Original URL: https://www.theregister.com/2006/08/12/floating_point_approximation/

The trouble with rounding floating point numbers

So, Prudence, computers do make mistakes…

By Dan Clarke

Posted in Software, 12th August 2006 09:55 GMT

We all know of floating point numbers, so much so that we reach for them each time we write code that does math. But do we ever stop to think what goes on inside that floating point unit and whether we can really trust it?

I hate to cast aspersions on its good name but when I hear stories of space craft crashing, inconsistent information on bank statements and pensioners being short changed (all of which have happened: see, for example, Risks Digest entries here and here), I start to realise that there is a real danger of misusing floating point numbers.
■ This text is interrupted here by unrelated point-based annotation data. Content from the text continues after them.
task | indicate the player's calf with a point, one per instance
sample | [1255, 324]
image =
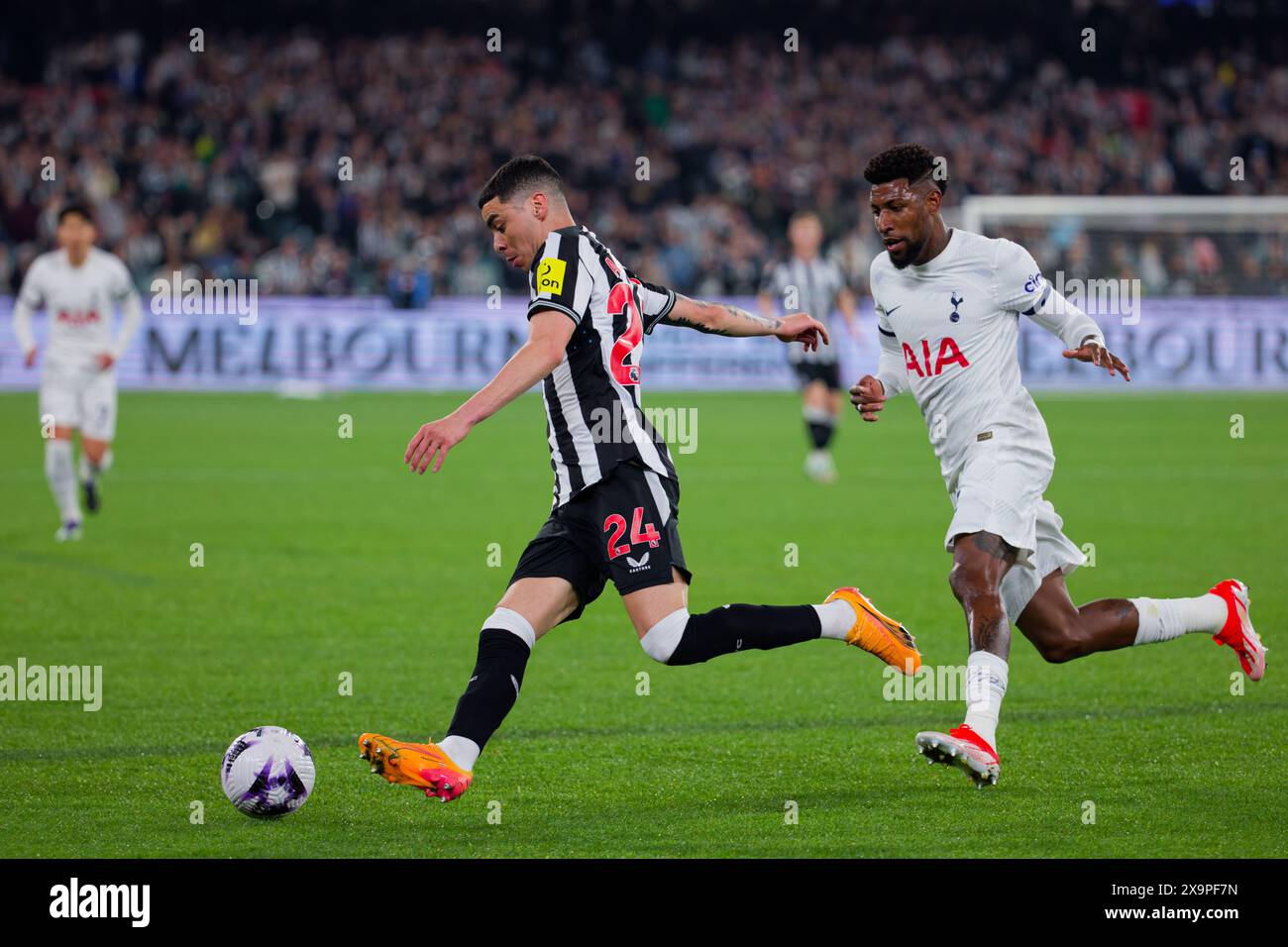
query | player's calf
[681, 638]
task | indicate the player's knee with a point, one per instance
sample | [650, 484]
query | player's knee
[1060, 643]
[509, 620]
[970, 582]
[662, 641]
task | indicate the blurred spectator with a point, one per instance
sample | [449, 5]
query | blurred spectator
[241, 161]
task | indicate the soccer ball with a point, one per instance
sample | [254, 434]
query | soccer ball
[268, 772]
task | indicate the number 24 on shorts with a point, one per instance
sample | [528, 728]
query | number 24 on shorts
[640, 532]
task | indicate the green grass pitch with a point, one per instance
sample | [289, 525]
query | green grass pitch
[323, 556]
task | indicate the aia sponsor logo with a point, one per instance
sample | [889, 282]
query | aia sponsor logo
[78, 317]
[928, 368]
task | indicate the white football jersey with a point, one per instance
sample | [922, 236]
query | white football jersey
[948, 333]
[78, 302]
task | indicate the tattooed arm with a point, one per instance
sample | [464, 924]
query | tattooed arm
[722, 318]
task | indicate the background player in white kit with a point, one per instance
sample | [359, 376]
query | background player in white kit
[818, 287]
[948, 307]
[77, 285]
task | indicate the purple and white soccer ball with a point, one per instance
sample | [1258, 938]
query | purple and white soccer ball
[268, 772]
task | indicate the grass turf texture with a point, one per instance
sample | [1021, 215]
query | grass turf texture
[323, 556]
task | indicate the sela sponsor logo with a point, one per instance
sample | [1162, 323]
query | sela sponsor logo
[75, 899]
[192, 296]
[71, 684]
[948, 355]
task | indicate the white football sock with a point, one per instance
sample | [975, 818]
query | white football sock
[462, 750]
[1164, 618]
[62, 478]
[986, 685]
[836, 617]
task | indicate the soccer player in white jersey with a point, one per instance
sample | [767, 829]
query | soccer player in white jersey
[77, 285]
[948, 308]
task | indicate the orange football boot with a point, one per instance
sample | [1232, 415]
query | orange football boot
[423, 766]
[879, 634]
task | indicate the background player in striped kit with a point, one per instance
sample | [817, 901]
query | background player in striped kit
[616, 504]
[805, 281]
[77, 285]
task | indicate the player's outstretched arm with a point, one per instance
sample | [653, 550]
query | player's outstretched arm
[724, 318]
[549, 331]
[1094, 351]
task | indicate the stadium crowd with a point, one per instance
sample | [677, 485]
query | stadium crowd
[232, 162]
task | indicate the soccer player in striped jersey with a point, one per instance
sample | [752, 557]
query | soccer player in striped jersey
[77, 285]
[818, 286]
[948, 307]
[616, 492]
Indeed, anyone with a few years of experience under their belt will probably have either had the pleasure of dealing with a floating-point related bug; or have watched a colleague slowly go crazy over one.

Often, the underlying cause of such problems falls into common categories: a division by zero or a narrowing conversion that loses information. Other times however, it's not so evident – sometimes the cause is the futile attempt of a software developer to round a floating-point number.

That's right, one of the most basic operations in math, a thing that we learn to do before we can ride a bike, eludes the combined efforts of the finest engineers over the last 30 years. Of course, this is something that is intuitively nonsensical - why should it be impossible to round a floating-point number reliably?

To understand why we need to understand a little about how floating points are represented internally in the IEEE-754 specification. The key thing is to recognize that floating types do not represent numbers exactly. Internally the value is not a continuous range of numbers; instead it is represented as an exponent multiplied by an arithmetical series (such as, for example, ½1 + ½2 + ½3 + … + ½23). This means that in the range of floating point numbers there are gaps; between any two floating point numbers there is a difference related to smallest element in the arithmetical series (½23 in the example).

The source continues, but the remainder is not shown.